Of course the internet caught fire: It’s two of mankind’s most-adored animals (click) in a horrifically graphic and savage image (click) promoting that ultimate threat/hoax known as climate change (click, click, click).
But like all the other “unprecedented” events recently, all the chatter is just adding up to more hot air – if only of the virtual type.
“Polar bears are eating dolphins and freezing the leftovers” is one of the headlines being used by hundreds of publications and websites after a team of researchers in Svalbard published their observations this month in the journal Polar Research.
The researchers stated several such incidents have been observed since April of 2014, when a bear was spotted with two dead white-beaked dolphins.
“We think the bear killed them (using) a similar technique as killing seals,”said Jon Aars, a polar bear expert with the Norwegian Polar Institute, in an interview with New Scientist.
The study indicates the dolphins were far more north than usual during spring due to the diminishing sea ice cover. But the sea mammals were subsequently blown off course by strong winds and trapped beneath the sea ice until they found a small hole and emerged for air, where they bear was waiting.
“The bear had consumed most parts of one dolphin,” the four researchers wrote in their study. “When observed he was in the process of covering the mostly intact second dolphin with snow. Such caching behavior is generally considered untypical of polar bears.”

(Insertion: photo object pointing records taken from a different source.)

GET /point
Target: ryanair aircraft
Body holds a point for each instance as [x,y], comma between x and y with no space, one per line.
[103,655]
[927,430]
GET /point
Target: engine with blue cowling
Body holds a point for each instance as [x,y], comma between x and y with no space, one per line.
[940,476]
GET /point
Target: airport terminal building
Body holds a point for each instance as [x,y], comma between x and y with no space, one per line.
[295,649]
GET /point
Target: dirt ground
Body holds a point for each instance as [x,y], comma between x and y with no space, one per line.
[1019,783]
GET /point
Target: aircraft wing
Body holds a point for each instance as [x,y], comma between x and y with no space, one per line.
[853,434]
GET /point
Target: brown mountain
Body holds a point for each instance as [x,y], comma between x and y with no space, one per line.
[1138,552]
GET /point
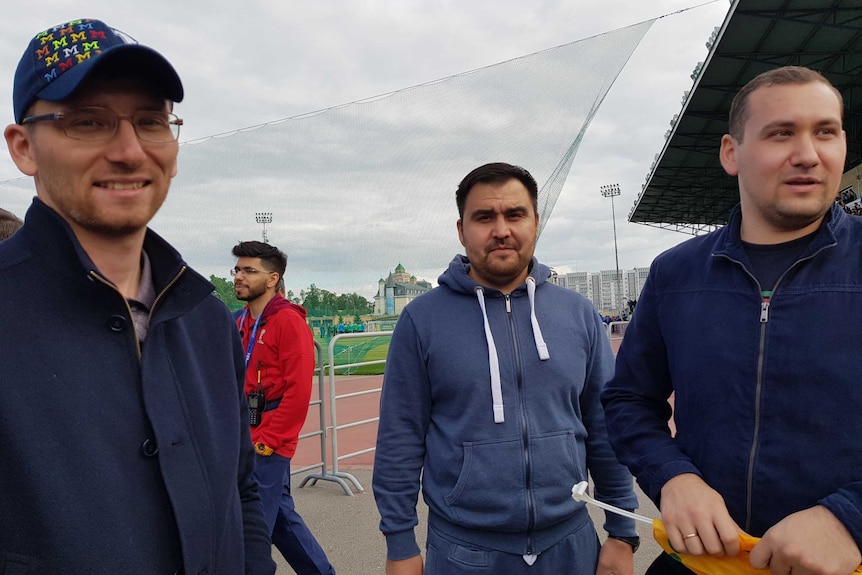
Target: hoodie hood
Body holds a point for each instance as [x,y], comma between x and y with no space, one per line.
[457,279]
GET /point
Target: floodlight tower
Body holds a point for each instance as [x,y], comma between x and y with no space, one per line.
[263,218]
[611,191]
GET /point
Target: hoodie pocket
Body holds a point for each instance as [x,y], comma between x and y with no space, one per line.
[489,492]
[558,463]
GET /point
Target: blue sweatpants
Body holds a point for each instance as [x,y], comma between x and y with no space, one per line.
[575,554]
[289,533]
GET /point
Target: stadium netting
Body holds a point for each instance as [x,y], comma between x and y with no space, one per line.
[356,189]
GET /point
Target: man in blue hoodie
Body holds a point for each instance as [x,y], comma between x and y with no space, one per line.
[491,397]
[739,324]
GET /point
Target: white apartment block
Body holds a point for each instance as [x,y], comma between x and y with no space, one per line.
[605,289]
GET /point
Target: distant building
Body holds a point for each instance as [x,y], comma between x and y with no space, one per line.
[397,290]
[602,287]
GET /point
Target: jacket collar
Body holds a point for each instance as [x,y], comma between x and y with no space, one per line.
[47,234]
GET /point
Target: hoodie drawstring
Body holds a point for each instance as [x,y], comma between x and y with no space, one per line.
[541,346]
[496,387]
[493,359]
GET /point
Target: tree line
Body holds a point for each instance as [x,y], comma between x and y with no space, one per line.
[318,301]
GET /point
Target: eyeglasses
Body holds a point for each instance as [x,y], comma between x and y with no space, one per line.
[248,271]
[94,124]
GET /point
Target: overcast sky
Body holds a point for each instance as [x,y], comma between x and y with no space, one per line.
[255,62]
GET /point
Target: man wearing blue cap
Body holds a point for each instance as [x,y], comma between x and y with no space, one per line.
[125,443]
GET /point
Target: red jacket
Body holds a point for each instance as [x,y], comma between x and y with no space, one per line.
[283,358]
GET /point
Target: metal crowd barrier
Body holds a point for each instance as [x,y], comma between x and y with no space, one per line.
[335,475]
[615,331]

At least seven additional dolphin carcasses were observed in or near the same area during the summer and fall, according to the study.
“We suggest, based on the area and the degree to which these dolphins had decayed, that they were likely from the same pod and also suffered death due to entrapment in the ice in April, the researchers wrote. “At least six different polar bears were seen scavenging on the carcasses.”
The long-term implication is dolphins may become a significant food source for bears as they struggle to adapt to the loss of their traditional feeding areas and prey.
“Entrapments of pods of white-beaked dolphins may provide a significant source of food for some bears locally over a longer period of time after such an incident,” the report notes. “An increase of white-beaked dolphins in areas where the sea ice shifts northward may, given the significant size of these animals, offer a new prey or carrion food source to bears in an environment where access to ringed seals and bearded seals may decline in future years.”
Polar bears – along with a multitude of other species – have been experiencing a variety of never-before-seen behaviors and hardships that are being attributed to climate change.
One study published earlier this year notes the bears are also increasingly feeding on sea birds along coasts because of the lack of sea ice, while another study that went virtual asserts pollutants are make their penis bones more fragile.
What the revelations aren’t doing, however is swaying people’s opinions any more than reports about climate change impacts that don’t include cute animals.
Many commenters on websites ranging from London tabloids to science magazines expressed sympathy for one or both species, with some noting the visible ribcage of bear in one photo is indicative of the trouble they’re having finding prey. Others, regardless of their belief in climate change, asserted the study shows polar bears aren’t as endangered as scientists frequently claim.
But beyond those relatively focused comments, the vast majority of responses stuck to predicable rants about evil polluters, evil scientists getting rich scaring people, and plenty of snark asking why folks are sympathizing with “remorseless carnivores.”